Deadly Messengers
editors.
    Her Google search had turned up something interesting. In 2012, a news outlet created a website documenting the past twenty years of mass killings across the country. The site had a built-in search facility using several criteria: type of weapon used; numbers killed; and the murderers’ relationship to the victims. The results could be shown as a list or a geographical map. The two most recent mass murder sites in their city, Café Amaretto and the Kenworth Home, were already loaded into the database.
    That wasn’t the surprise for Kendall. Goose bumps rose on her arms about something else. The latest two mass killing weren’t the only two events in the Danbridge city area.
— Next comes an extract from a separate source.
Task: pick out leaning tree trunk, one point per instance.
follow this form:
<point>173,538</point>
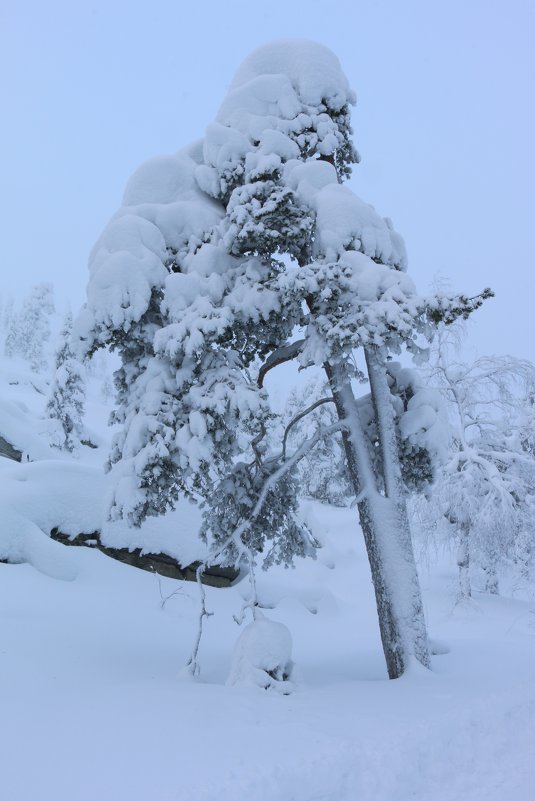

    In 1995, a massacre had also occurred here. With this information, and the location, she Googled the twentieth century crime. Of course, the two most recent massacres featured prominently on the first few pages. Buried way back on the third page at the very bottom, though, was another entry. This article was about a mass killing that had occurred just on the city limits. Kendall supposed that might explain why nobody had put it together with these two. Or it could be the crime was just too long ago. Most likely it was because, technically, it wasn’t a mass killing.
    Only three people had died on the scene. She’d learned from the website a mass killing was only considered a mass killing after four deaths. In the case of the 1995 killing, one of the victims died months later after slipping into a coma following the event. He became the fourth victim. Probably by then, his death wasn’t as newsworthy.
    Twenty years ago, Lyall Wright drove through a fast food drive-thru and, apparently, was kept waiting longer than he thought reasonable. He entered the restaurant and when the manager asked him to leave, something snapped in him. He pulled out a gun and killed, indiscriminately, a server behind the counter and the manager. Turning on the customers, he seriously injured three and killed another employee, before killing himself. Two teenage workers died, along with the twenty-eight-year-old manager, then months later the customer who’d been in a coma.
    The same two photos of grieving families accompanied the articles Kendall read. Particularly poignant was the portrait of one victim’s family. The boy was the sixteen years old only child of a widower. Imagine losing your only child and being left with nothing.
    Kendall’s thoughts turned to that night, when she also lost so much. She shook the thought away and continued to read through the heartbreaking interviews with survivors and family members of the victims.
    This could definitely be a unique angle , if she could bring herself to explore it. A prickle crawled up her spine, not only because again she would face her demons, but this raised a seriously frightening question: How could three mass murders occur in one city?
    She imagined she could pitch several articles, all with slightly varied slants for different media outlets. This one story could end up providing her with a good buffer against the current lack of work.
    Could she do it?
    If you want to eat, Kendall, you’ll do it.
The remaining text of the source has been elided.